Last Words Of The Immortal Youth

Most young people don’t really consider the fact that dying is the last thing you’ll ever do, even if your legacy lives on. We seem to think that we’re going to be able to pick our last words or never have last words at all.

Selina Fluty, Columnist

According to mentalfloss.com, Thomas J. Grasso, convicted murderer, had some interesting last words. “I did not get my Spaghetti-O’s; I got spaghetti. I want the press to know this,” he said when talking about his final meal. I sort of doubt that these would have been the words he would have really wanted to say in his last breaths, but here we are.

Most students I know (and probably ones I don’t) get touchy at the thought of dying. We laugh and make up last word ideas, like “I left a million dollars in the…” and then passing away. We make jokes about how we’re going to live forever, given the power from somewhere or something. We believe we are going to make legacies that will live for centuries, like Shakespeare, Newton, and Van Gogh. And that’s okay. That’s great, it’s one of the reasons I love living in this time, because we feel immortal.

But that’s also another fault. We never really realize that we’re going to die or at least don’t fully consider the prospect. Teenagers, young adults, some people younger than 40; they all have this strong feeling of, “I won’t die yet, death is something that I really can’t imagine happening to me right now.” So we get reckless. We drive through red lights, we scale walls, we play with fire.

It’s a common belief that we are the immortal youth, a belief that we will all be old and grey, with a million stories of how we survived these crazy things as kids. That we will have these glorious last words that will resonate with our loved ones for generations. Because we simply cannot seem to fully comprehend that dying, and getting hurt, are all not our decisions to decide when and where.

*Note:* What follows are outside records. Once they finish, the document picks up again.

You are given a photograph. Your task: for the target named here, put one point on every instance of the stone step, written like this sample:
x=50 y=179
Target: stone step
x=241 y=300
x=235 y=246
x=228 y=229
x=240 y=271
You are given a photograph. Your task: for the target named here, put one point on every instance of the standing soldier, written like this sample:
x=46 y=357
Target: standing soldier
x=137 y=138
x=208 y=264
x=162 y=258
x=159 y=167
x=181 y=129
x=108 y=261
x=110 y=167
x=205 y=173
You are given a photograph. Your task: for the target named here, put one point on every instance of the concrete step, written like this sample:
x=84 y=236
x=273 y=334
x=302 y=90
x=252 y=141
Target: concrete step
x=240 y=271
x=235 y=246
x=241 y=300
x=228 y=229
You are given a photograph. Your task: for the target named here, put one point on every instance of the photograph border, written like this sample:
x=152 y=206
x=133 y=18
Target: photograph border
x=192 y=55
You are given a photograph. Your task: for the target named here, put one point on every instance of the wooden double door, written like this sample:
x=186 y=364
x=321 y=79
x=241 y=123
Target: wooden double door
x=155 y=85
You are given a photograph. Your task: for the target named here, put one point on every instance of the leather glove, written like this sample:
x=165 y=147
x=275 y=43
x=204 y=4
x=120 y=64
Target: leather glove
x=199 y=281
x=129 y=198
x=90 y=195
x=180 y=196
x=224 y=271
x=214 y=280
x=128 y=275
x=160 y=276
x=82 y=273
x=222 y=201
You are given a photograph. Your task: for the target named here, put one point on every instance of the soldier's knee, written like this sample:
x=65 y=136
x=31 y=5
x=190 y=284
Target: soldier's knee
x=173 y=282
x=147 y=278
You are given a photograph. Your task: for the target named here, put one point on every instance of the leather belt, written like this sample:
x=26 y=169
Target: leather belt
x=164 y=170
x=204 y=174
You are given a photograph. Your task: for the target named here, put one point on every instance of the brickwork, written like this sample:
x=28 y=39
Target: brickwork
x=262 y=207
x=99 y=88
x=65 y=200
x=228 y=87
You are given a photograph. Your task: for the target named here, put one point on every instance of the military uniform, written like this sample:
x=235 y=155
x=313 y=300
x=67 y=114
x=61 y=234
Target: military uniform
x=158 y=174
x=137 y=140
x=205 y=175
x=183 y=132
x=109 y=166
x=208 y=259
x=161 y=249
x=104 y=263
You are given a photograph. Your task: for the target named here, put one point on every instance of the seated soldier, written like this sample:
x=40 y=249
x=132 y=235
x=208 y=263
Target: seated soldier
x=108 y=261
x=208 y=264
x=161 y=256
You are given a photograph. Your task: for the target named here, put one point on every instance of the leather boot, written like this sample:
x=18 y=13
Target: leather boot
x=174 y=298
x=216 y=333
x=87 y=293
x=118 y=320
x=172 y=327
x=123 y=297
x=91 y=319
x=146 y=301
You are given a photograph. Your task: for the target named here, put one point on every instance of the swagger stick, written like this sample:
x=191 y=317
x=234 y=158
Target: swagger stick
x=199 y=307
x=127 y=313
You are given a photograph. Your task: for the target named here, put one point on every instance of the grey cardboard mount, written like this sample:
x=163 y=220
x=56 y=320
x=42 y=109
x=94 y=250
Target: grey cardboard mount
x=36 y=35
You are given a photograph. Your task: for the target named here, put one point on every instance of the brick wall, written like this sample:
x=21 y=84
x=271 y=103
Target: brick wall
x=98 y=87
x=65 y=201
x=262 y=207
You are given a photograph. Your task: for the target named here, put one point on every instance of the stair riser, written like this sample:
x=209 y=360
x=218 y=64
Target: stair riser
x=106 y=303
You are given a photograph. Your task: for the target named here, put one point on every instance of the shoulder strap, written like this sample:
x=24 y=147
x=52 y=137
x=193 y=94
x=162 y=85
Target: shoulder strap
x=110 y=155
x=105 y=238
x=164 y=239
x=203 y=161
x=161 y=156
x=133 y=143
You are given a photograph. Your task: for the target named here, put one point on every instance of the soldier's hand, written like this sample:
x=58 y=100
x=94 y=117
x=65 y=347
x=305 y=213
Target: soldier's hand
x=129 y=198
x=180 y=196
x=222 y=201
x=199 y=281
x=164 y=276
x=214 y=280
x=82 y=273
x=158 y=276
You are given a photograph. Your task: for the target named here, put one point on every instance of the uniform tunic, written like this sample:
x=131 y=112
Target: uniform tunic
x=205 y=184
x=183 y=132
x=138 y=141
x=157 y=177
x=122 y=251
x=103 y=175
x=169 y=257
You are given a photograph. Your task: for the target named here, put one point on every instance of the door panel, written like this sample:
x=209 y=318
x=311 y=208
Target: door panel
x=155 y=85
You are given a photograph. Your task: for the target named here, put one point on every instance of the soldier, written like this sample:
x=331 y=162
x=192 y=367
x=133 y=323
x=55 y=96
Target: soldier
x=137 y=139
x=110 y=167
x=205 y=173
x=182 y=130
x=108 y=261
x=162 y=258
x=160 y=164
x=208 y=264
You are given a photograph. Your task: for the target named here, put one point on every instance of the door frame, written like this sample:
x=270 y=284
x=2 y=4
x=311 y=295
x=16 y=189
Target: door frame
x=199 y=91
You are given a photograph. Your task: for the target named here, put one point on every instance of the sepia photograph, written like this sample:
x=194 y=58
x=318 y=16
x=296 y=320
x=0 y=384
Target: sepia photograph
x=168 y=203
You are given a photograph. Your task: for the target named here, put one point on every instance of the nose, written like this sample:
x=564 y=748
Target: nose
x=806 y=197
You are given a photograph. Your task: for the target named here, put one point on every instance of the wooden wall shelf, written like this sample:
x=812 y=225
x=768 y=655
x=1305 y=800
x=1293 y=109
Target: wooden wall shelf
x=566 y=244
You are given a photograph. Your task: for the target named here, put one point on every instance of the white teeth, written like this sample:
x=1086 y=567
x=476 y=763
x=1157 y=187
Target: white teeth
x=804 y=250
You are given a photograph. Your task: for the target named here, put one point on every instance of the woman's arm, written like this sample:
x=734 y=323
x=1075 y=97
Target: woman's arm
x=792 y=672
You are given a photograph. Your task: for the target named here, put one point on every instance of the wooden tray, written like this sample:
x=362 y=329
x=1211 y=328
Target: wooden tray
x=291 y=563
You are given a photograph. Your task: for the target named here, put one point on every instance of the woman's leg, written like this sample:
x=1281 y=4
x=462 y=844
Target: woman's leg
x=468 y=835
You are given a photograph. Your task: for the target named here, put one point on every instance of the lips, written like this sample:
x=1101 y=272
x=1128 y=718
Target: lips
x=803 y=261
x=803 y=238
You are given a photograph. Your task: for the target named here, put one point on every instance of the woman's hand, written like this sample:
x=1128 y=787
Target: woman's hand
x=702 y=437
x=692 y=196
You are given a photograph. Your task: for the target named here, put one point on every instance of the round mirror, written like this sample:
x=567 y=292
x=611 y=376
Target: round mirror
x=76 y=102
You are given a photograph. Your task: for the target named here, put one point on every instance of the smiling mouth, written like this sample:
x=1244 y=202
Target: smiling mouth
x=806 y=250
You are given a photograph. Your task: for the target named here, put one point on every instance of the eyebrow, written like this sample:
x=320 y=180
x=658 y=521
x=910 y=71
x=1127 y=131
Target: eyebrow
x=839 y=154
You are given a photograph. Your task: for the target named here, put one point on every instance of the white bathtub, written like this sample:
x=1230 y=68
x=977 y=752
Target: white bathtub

There’s a lot of lore around dying, and death itself, really. Upstairs, downstairs, ghosts, spirits. It’s all mystifying. I believe it also supports the fact that we begin to believe in this stuff at a younger age, because we’re scared to not live forever. We can’t imagine a world without ourselves, because that is all we’ve ever known. We’ve been with ourself our whole lives, and it seems ludicrous to some to not have that once you take your last breath because of this. But I see it so much more in the young ages in the people who don’t really have to face death. An afterlife or a soul that doesn’t die easy is a relief to us.

Our folklore, and our casual phrasing of moving on, and our constant belief in our abilities to not be nothing but gone in the end. They all are symptoms of the immortal youth, of our strong will to not be let go of. And that’s a point ingrained in society, that sticks with us throughout our young years. We believe our last words will not be the last, and many dream of a different life beyond

And, hey, maybe that’s going to happen. As long as we’re aware that skydiving without a parachute will probably result in death and don’t think we can survive that fall easily, I think we’re going to be fine.